Because a nation’s football team is a reflection of its state of mind, and for 30 years we’ve been ruled by the idea that it’s a crime against humanity for anything to exist that isn’t making an instant profit. Soon there’ll be announcements on trains that go: “If you see an object that isn’t sponsored or making a profit, please report it to a member of staff immediately so the Army can destroy it in a controlled explosion.”

So our ticket prices for football matches, like our transport and energy bills, are the highest in Europe. Only a few clubs run youth academies. Within a couple of seasons the fans will be sponsored, and have to sing chants such as, “You’re SHIT if you don’t use Direct Line Insurance and you know you are”.

Each area of the pitch will be franchised out, with a Costa Coffee in the centre circle. Owners of clubs will insist they can no longer accept substitutes being paid, as this is an insult to hard-working players who run around all afternoon, and look across to see these lazy bastards taking money for nothing. So from now on they’ll only receive a small Gameseekers Allowance, as long as they can prove they’ve been to three interviews to get a game of some sort, such as a place in the starting grid of a Grand Prix.

Goalkeepers will no longer be allowed to spend long periods of each match lazing about in their penalty area doing nothing. They’ll be put on zero-hours contracts, given a call when the ball comes near their goal and then run on to make a save. Eventually they’ll be phased out altogether, as one of the midfielders can cover for them just as well, making teams more efficient with less waste.

So the idea of a German-style national academy would make British business stare into the distance with bemusement, like a Victorian gentleman told that someone had invented a helicopter. “A scheme paid for collectively? With no immediate profit or boost in share prices whose rewards would only be tangible a decade hence?

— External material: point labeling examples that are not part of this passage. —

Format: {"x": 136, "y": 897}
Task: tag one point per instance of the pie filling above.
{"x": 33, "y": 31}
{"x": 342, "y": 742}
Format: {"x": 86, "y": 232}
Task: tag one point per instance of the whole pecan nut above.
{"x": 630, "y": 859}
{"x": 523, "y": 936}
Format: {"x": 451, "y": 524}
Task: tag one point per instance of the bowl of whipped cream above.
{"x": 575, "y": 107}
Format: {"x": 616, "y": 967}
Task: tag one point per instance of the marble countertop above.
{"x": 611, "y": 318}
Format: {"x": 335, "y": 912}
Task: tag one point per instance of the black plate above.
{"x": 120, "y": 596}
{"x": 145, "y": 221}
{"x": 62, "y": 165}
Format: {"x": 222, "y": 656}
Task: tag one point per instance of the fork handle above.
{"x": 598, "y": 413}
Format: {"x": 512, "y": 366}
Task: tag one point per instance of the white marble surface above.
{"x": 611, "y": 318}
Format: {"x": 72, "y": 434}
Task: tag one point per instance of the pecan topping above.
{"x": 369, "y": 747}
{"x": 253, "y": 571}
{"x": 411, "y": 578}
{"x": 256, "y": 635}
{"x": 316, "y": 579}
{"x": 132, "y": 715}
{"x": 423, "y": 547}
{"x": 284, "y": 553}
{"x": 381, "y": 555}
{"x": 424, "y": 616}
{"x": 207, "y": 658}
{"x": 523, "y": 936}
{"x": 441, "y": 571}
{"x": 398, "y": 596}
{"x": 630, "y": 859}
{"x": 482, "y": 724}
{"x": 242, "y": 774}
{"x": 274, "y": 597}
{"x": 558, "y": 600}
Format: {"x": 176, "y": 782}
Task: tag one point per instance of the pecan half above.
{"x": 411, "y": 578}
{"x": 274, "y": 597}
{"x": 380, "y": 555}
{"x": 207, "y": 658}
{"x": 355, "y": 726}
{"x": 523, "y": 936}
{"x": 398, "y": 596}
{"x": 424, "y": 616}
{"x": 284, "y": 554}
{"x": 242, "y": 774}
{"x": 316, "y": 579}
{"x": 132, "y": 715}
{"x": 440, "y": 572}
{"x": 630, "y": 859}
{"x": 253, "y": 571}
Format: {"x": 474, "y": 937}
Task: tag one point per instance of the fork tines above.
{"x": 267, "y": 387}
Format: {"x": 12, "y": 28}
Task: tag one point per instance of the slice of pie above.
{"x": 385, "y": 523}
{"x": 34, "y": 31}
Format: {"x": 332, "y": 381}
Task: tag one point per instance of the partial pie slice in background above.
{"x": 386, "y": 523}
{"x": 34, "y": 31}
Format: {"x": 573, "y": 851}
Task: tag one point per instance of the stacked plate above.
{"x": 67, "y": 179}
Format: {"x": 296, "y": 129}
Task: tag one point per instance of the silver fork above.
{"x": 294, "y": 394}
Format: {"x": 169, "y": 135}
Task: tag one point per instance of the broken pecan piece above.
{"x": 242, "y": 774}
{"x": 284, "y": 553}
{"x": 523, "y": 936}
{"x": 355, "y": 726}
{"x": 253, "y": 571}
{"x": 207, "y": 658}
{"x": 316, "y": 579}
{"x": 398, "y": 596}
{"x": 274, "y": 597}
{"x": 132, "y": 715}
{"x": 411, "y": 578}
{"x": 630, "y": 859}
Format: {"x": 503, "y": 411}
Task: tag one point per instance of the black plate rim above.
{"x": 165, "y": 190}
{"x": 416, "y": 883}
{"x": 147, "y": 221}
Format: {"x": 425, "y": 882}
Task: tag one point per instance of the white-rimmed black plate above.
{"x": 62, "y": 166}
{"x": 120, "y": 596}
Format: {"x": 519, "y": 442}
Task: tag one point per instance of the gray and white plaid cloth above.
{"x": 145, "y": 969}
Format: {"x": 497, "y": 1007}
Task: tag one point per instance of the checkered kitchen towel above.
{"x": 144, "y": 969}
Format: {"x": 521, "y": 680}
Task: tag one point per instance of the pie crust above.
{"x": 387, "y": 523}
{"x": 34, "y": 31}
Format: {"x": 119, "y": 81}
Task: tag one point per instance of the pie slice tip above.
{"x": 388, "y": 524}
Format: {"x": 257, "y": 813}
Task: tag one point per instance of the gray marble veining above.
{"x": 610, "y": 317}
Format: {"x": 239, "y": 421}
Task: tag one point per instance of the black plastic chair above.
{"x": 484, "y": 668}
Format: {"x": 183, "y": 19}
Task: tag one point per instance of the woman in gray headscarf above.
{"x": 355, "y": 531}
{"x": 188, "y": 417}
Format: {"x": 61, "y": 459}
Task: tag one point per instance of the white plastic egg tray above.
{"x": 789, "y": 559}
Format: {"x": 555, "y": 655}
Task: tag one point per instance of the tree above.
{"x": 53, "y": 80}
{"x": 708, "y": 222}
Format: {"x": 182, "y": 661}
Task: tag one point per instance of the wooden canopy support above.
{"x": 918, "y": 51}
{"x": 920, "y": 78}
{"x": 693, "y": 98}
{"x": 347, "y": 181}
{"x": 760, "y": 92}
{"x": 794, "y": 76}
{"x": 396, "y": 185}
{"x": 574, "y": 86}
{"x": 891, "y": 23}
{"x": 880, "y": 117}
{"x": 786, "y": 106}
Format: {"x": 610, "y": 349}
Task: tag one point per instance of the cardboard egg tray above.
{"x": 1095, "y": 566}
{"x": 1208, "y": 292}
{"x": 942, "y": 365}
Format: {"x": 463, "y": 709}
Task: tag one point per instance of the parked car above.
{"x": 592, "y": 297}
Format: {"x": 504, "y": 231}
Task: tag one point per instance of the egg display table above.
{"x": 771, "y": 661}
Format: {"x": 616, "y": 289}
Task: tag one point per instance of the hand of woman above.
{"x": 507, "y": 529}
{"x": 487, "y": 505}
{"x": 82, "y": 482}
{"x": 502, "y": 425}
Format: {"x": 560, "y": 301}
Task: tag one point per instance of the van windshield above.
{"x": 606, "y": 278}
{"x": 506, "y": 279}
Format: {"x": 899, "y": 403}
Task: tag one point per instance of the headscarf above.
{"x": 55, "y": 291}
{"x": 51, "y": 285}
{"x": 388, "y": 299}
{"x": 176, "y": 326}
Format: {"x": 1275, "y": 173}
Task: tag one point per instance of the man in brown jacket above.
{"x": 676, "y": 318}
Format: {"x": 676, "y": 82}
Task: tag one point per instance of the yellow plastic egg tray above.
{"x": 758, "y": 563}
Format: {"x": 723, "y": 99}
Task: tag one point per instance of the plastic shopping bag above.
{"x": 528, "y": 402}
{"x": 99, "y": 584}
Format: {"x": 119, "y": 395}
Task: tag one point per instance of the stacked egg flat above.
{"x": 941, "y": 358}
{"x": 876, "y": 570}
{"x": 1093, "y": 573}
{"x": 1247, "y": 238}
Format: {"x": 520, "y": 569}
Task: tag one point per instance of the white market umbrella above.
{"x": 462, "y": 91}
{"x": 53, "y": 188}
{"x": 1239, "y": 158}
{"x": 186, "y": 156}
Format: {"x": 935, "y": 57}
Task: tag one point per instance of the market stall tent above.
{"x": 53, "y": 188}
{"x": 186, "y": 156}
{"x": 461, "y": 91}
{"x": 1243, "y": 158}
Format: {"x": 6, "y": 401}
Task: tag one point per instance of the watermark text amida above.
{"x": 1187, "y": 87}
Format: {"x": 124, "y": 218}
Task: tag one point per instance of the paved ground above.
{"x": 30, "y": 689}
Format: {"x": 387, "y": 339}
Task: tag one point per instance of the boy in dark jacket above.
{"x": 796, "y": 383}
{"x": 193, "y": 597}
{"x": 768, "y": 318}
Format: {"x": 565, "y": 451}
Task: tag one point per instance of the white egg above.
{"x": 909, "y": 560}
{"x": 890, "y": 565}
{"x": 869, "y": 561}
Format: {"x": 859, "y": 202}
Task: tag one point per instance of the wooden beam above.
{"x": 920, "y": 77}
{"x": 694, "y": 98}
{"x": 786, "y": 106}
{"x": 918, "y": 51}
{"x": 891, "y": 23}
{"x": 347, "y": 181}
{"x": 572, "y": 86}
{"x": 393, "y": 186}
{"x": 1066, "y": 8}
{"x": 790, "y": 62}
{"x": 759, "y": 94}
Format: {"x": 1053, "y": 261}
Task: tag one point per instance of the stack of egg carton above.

I contend, sir, that such an institution would constitute a threat to all that makes us civilised and leave us as little more than earthworms.”

This is a major part of our attitude towards the German football team. “They may well operate as a cohesive unit in attack and defence, their quick passing humiliating the Brazilians to the point of national tragedy, but let us not forget this is the Hun, and to copy their methods would be to surrender our heritage and defecate upon my grandma.”

This German team is entirely a product of the new Germany. It includes players whose backgrounds are Polish, Turkish and African. Mesut Ozil said: “My feeling for the ball comes from my Turkish side.”

If an English player said anything similar, five million people would call a phone-in screaming “This country’s full up as it is without letting in this bloke’s Turkish side. I bet his Turkish side gets a council house while his English side is left on the waiting list.” And, “If he’s going to play for England he should feel for the ball with his English side and boot it into the stands like a proper Englishman.”

German clubs allocate half their shares to the fans, and famously when Borussia Dortmund played Arsenal, they were so shocked at the ticket prices the Gunners were charging, the club bought the tickets and sold them to their fans at half-price. No one can be sure, but maybe there’s a connection between that attitude and the fact that they’ve just beaten Brazil 7-1, whereas our best hope of being in a World Cup in the later stages is if we end up playing Zimbabwe in the play-off for 123rd and 124th place.

So now I’m hoping Germany win Sunday’s final, for reasons way beyond football, because it will be a victory for planning ahead and encouraging youth and collective thinking and seeing the world in terms deeper than simply what can yield a short-term profit, and also because as holder of the Germany ticket I’ll be up by a 100 quid.